Figure 2.

Cell cycle reentry found in Atm mouse cerebellum. A, Images of mouse brain sections immunostained with anti-cyclin A and anti-cyclin D1 antibodies (red). Nuclei were counterstained with DAPI (blue). Genotypes and antibodies as indicated on the panel. A, Cyclin A; D1, cyclin D1. B, Immunostained Purkinje cells were counted in material similar to that shown in A. Results were expressed as a percentage of the total of calbindin-immunopositive cells. C, Cerebella from 3-month-old Atm^+/+, Atm^tm1Awb, and Atm^tm1Bal mice were subjected to total RNA extraction, reverse transcription, and PCR amplification as described. Representative blots of the amplified PCR fragments of various cell-cycle genes from wild-type, Atm^tm1Awb, and Atm^tm1Bal mice cerebella at 20, 25, and 30 cycles of are shown. D, Quantifications of RT-PCR products from 3–5 animals of each genotype are displayed in the histogram. Band quantifications were normalized to 36B4 levels.

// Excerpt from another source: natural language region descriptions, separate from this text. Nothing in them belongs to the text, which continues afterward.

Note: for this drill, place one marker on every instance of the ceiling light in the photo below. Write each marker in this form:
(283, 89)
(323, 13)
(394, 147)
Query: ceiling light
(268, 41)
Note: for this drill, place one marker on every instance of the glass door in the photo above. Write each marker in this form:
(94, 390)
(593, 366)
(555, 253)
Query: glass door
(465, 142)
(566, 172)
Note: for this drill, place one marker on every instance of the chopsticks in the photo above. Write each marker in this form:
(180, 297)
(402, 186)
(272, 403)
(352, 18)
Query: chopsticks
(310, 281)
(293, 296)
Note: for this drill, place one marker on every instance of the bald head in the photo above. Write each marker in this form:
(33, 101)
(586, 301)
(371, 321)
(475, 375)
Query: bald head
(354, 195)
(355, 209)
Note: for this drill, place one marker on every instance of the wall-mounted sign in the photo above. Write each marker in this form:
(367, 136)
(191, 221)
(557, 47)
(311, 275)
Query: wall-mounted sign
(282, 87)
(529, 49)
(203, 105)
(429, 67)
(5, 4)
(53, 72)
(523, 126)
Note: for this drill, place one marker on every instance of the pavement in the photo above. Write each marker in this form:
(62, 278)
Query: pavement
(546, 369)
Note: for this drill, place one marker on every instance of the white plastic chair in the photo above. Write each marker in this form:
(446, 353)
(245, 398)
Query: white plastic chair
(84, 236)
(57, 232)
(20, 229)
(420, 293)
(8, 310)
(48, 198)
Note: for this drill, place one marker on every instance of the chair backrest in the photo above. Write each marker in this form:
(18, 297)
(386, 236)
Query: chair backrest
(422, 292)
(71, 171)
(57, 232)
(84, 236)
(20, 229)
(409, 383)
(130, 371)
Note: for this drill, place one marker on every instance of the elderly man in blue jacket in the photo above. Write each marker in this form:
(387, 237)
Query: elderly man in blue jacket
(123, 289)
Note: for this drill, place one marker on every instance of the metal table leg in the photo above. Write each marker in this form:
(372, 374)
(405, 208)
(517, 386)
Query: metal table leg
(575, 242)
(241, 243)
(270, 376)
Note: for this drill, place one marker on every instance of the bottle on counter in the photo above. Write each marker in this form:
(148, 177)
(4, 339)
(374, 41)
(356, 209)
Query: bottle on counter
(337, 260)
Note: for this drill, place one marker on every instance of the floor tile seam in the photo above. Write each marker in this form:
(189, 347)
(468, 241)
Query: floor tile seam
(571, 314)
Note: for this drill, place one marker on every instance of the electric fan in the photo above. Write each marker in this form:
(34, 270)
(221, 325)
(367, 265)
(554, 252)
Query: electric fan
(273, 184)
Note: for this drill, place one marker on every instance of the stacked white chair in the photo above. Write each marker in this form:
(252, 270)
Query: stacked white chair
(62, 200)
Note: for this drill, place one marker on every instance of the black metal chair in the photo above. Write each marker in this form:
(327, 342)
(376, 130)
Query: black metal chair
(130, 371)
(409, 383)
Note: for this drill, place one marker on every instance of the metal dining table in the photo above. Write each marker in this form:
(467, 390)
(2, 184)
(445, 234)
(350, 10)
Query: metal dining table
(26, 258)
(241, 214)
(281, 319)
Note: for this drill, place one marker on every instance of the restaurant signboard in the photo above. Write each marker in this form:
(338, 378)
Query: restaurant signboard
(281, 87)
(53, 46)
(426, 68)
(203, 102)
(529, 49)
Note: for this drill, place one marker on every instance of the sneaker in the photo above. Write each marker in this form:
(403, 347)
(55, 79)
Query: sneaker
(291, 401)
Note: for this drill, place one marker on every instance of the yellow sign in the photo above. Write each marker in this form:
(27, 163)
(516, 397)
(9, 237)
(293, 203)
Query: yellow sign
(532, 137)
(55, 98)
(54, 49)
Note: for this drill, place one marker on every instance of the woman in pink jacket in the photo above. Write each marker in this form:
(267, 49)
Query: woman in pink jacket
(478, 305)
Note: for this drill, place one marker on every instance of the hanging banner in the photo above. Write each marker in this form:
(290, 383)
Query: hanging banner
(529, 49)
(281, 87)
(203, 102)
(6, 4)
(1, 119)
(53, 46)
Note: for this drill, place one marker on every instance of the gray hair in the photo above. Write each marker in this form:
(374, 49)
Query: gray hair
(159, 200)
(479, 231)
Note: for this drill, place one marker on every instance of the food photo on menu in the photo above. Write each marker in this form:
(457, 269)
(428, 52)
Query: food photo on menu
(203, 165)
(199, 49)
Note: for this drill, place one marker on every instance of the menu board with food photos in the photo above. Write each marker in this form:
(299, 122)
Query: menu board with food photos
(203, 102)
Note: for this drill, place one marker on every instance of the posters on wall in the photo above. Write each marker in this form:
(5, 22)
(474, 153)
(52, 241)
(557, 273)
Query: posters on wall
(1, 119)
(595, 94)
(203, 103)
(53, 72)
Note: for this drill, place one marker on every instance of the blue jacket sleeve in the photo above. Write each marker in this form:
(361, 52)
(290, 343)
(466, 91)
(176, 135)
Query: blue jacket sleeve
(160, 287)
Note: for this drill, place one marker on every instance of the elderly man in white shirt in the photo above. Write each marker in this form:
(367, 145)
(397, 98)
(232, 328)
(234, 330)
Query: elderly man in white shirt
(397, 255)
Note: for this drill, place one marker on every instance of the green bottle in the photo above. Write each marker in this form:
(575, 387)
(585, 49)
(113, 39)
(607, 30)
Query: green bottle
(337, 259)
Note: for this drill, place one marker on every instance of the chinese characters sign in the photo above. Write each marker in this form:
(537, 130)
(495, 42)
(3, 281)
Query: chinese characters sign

Data are displayed as average ± SEM fold increase over Atm^+/+, with Atm^+/+ samples set to 1. p values (*p < 0.05) were calculated from multiple animals by Student's t test. E, E16.5 cortical neurons of the genotypes indicated were cultured for 4–5 d before exposure to either control siRNA (left) or siRNA against ATM. Twenty-four hours later, BrdU was added to the medium to assess cell cycle activity. Values represent the percentage of the total cell population (DAPI counts) that was BrdU immunolabeled. Each bar represents the average of three independent experiments; error bars denote SEM.